Epoca Fiorucci
A Ca’ Pesaro, un altro avvincente dialogo tra moda e cultura, questa volta grazie alla pirotecnica creatività di Elio Fiorucci, il celebre creativo milanese scomparso nel 2015, da molti definito il “paladino della moda democratica”.
Comunicato stampa
Fiorucci, figlio di un commerciante di calzature, fu una personalità unica in questo
campo, capace di rivoluzionare la moda e il mercato – quando alla fine degli anni
sessanta portò a Milano lo spirito libero e trasgressivo della Swinging London – e
di formare il gusto di almeno due generazioni di giovani. Le sue idee innovative, le
proposte sempre all’avanguardia rispetto agli input del pronto-moda, l’apertura
ad altri mondi e culture, da cui traeva ispirazione, lo rendevano un fuoriclasse.
Poi c’era la passione per l’arte e l’architettura contemporanea, che portò Fiorucci
a circondarsi di architetti come Sottsass, Mendini, Branzi, De Lucchi – grandi
innovatori al pari suo – o di artisti del calibro di Keith Haring, Jean-Michel
Basquiat, Andy Warhol, ai quali non chiedeva “opere” ma contributi creativi per
realizzare luoghi, narrazioni, eventi dove protagonisti erano la persona e i suoi
desideri. Fiorucci è stato così il primo “stilista” a livello internazionale ad affidare ai
più grandi architetti, grafici e designer la rappresentazione e la comunicazione dei
suoi capi e accessori d’abbigliamento, intesi come estensione delle persone e della
loro identità.
Perché, per Elio, il prodotto, l’oggetto creato, rappresentava lo strumento per
parlare d’altro: “Fiorucci – sostiene Aldo Colonetti – è stato una sorta di Marcel
Duchamp non solo della moda ma, si potrebbe dire, nel modo di disegnare le
cose, gli spazi, le relazioni tra l’oggetto e la persona”.

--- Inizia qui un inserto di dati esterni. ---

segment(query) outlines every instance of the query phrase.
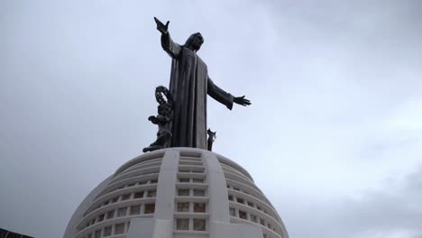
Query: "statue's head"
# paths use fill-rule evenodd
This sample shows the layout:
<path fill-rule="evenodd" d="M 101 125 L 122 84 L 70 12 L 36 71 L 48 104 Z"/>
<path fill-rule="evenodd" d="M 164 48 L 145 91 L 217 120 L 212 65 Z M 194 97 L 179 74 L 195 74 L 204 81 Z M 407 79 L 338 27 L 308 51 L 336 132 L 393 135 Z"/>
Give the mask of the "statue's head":
<path fill-rule="evenodd" d="M 171 105 L 162 104 L 158 106 L 158 114 L 164 116 L 170 116 L 171 114 Z"/>
<path fill-rule="evenodd" d="M 199 50 L 201 45 L 204 43 L 204 38 L 202 37 L 201 33 L 197 32 L 193 33 L 188 38 L 186 43 L 183 45 L 194 51 Z"/>

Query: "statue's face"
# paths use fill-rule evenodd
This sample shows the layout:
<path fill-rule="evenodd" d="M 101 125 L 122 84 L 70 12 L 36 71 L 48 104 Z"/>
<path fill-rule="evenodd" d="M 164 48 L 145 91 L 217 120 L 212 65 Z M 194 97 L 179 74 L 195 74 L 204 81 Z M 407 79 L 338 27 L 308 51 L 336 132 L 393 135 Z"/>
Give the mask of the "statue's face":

Come lui stesso scriveva, “per cercare idee nuove e progettare, è necessario
guardare gli altri, andare al di là delle apparenze, leggere tra le righe dei linguaggi,
non solo della moda, ma soprattutto della vita quotidiana. Moda per me significa i
diversi modi di vivere il proprio corpo, le proprie abitudini, così che ciascuno sia
in grado di essere se stesso”.
Narrare l’avventura intellettuale di Elio Fiorucci significa dunque ricostruire
un’epoca, una rivoluzione del costume - quella del rock, delle ragazze yè-yè,
dei figli dei fiori, dell’opposizone al gusto borghese - di cui egli è stato al tempo
stesso straordinario interprete e acuto artefice, ma significa anche mettere in luce un
arcipelago di legami, relazioni, di esperienze uniche.